Hoy es uno de esos días en los que aún estamos rotos de agotamiento, al menos quienes salimos en Nochevieja por ahí o acudimos a las fiestas, pero también quienes optaron, tras la cena, por quedarse en casa a ver la televisión, a jugar a las cartas, a pegar la hebra. Ya no se trata sólo de beber alcohol y de trasnochar: sólo la ingesta exagerada de alimentos en las comidas y en las cenas de los días pasados desequilibra el estado del cuerpo y de la mente. Sólo la certeza de que haya mañanas sin periódicos nos sumerge en el desequilibrio, como si estuviéramos en una realidad paralela a la que no logramos acostumbrarnos. Los cambios son tan importantes como para que tardemos (al menos en mi caso) media semana en recuperarnos: demasiada comida, demasiada bebida, demasiadas emociones, demasiado sueño atrasado, demasiados trastornos horarios. No sé a ustedes, pero a mí salir de la rutina (aunque me entusiasma) me deja baldado. Igual que me deja molido adelantar o atrasar la hora, o afrontar las mañanas en las que no hay periódico y me siento como si estuviera en otro planeta, o las vísperas de fiesta en las que busco como un desesperado noticias nuevas y no encuentro más que resúmenes del año e informes rutinarios sobre las indigestiones, la situación de las carreteras y las temperaturas.

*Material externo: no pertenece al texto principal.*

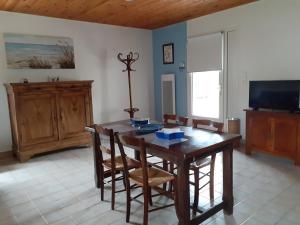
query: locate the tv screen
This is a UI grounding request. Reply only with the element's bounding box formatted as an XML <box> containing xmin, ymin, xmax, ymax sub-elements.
<box><xmin>249</xmin><ymin>80</ymin><xmax>300</xmax><ymax>111</ymax></box>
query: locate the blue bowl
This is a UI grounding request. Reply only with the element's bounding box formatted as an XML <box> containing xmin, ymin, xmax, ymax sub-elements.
<box><xmin>136</xmin><ymin>124</ymin><xmax>163</xmax><ymax>134</ymax></box>
<box><xmin>130</xmin><ymin>118</ymin><xmax>149</xmax><ymax>127</ymax></box>
<box><xmin>155</xmin><ymin>131</ymin><xmax>184</xmax><ymax>140</ymax></box>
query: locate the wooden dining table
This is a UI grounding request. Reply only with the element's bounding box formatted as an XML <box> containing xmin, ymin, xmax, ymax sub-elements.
<box><xmin>102</xmin><ymin>120</ymin><xmax>241</xmax><ymax>225</ymax></box>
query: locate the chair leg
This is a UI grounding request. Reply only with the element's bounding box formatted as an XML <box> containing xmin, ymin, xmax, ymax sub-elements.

Además de agotado, en fechas así suelo tener mono de noticias. Me reconozco adicto a la información, a los reportajes, a las columnas de opinión, a la actualización de blogs y de foros. Soy una especie de vampiro de la ficción, pero también de las comunicaciones. Por supuesto, prefiero los periódicos y las revistas: lo mío es la lectura. Hay, así, semanas para mí muy duras: en Semana Santa, en el mes de agosto, en navidades. Parece que el mundo deja de funcionar, y lo único que ocurre es que la gente toma vacaciones, que circulan por ahí menos periodistas dispuestos a la caza de la noticia (pero, sobre todo, a la creación de la noticia).
La única suerte con la que contamos es que, al menos, la metralla política detiene su maquinaria y deja de salpicarnos. Las navidades son fechas ideales para mantener los lazos con la familia y los amigos, no para asistir perplejos a la salva de insultos y saliva envenenada con la que unos y otros (gobierno y oposición) se bautizan las carnes. En eso salimos ganando. Aunque en el resumen típico de cada medio nos recuerdan sus disparates y decisiones anuales. Digámoslo claro: un día sin periódicos es un mal día, y un día sin mítines es un gran día. Somos capaces de afrontar el cansancio posterior a nochebuenas y nocheviejas mientras no nos den más la murga desde sus tribunas. No obstante, y volviendo a la fatiga, ya no se reconoce uno en aquel muchacho capaz de salir siete noches seguidas de juerga. Estos cambios de costumbres, que nos alteran durante un tiempo, nos obligan a deambular por ahí como si fuéramos fantasmas nada seguros de su (in)existencia. Durante unos días te acuestas a otras horas, te encuentras con personas a las que llevabas un siglo sin ver, te dejan un par de mañanas sin periódicos, las noticias son muy parecidas a las de un año atrás, comes y bebes más de lo que tu cuerpo es capaz de asimilar, y, cuando todo el trasiego se termina, uno se siente un juguete roto y un fantasma que tardará días en dejar de serlo. Pero todavía estarán peor, más molidos, quienes tuvieron la mala suerte de trabajar en Nochevieja y en el primer día del año. Si aún nos quedaran fuerzas y ganas para tomar una copa de cava o de champán, deberíamos brindar hoy por ellos.